The Forward set below as it appears in the two volume set of William Q. Judge's Theosophical Articles.

Born in Dublin in 1851, William Quan Judge came to the United States (with his father) at the age of thirteen, arriving in New York in 1864. He became a citizen in 1872 and was admitted to the bar in that year. Having from boyhood shown an interest in mystical matters, it was natural for him to make inquiries which led him to Madame Blavatsky, whom he met in 1874. In the following year he was one of the co-founders -with H.P. Blavatsky and Henry S. Olcott-of the Theosophical Society. When these two associates in the Movement went to India in 1879, Judge carried on the work of the Society in the United States. He started the American monthly, The Path, in 1886, and thereafter wrote for it unceasingly until the time of this death in 1896.

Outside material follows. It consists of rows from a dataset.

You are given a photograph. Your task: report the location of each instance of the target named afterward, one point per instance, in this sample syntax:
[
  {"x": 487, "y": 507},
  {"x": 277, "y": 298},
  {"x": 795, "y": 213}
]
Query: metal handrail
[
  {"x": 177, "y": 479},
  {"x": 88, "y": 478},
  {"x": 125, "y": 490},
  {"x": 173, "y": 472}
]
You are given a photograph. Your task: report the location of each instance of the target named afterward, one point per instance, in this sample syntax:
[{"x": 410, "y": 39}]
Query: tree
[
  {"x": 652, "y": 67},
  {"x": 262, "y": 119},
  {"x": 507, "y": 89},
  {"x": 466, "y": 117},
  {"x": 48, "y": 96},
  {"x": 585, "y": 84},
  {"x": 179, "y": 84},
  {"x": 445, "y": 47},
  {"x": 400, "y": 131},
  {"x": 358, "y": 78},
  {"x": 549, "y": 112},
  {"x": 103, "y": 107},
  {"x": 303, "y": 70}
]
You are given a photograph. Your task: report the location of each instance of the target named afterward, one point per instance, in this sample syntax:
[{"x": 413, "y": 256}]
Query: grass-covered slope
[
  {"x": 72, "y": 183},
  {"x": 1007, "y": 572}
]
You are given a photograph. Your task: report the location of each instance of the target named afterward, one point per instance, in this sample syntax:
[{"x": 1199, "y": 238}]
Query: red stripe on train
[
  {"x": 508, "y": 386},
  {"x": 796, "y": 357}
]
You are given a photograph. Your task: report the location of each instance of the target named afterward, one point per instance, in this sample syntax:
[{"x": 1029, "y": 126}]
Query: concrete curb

This book (Theosophical Articles by William Q. Judge) presents the bulk of his contribution to the Path, and articles written for the Theosophist, founded by H.P.B. in 1879 in India, for Lucifer, begun in 1887 in England, also by H.P.B., and for one or two other journals. As a result of his efforts, the Theosophical Society grew to major proportions in the United States. A biographer has said of this work:

"He lectured all over the States, and did the work of several men. Every spare moment was given to Theosophy, and taken from his meals and his rest. Finally, when the New York Headquarters were bought, and when the work had increased to large proportions, Mr. Judge relinquished his profession and gave his entire life and time to the Society."

The reason for publication of his many articles (now contained in two volumes) lies in the conviction of some Theosophical students that Judge's writings are an indispensable aid in grasping the meaning of the Theosophical philosophy, and that recognition of his role and part in Theosophical organization and education is equally indispensable to an understanding of the Theosophical Movement. The merit, however of what he accomplished, in this case through his writings, may be said to be self-evident. Ardor, simplicity, and depth are present on every page. There is the strength of high philosophy, but at the same time a faculty of simple communication unrivaled by any other Theosophical writer. He seems to have understood well the needs and concerns of the common man and was able to write for the average reader with a rare quality of invitation. His command of the language, made evident in, for example, "The Synthesis of Occult Science," is impressive. His appeal to the heart is spontaneous and unpretentious, leaving no barriers to the inspiring quality felt in so much that he wrote. Almost without realizing it, the student of Theosophy who spends thoughtful time with the writings of William Q. Judge finds in him a guide, philosopher, and friend. These, then are the reasons for reprinting his articles in a single and easily available source.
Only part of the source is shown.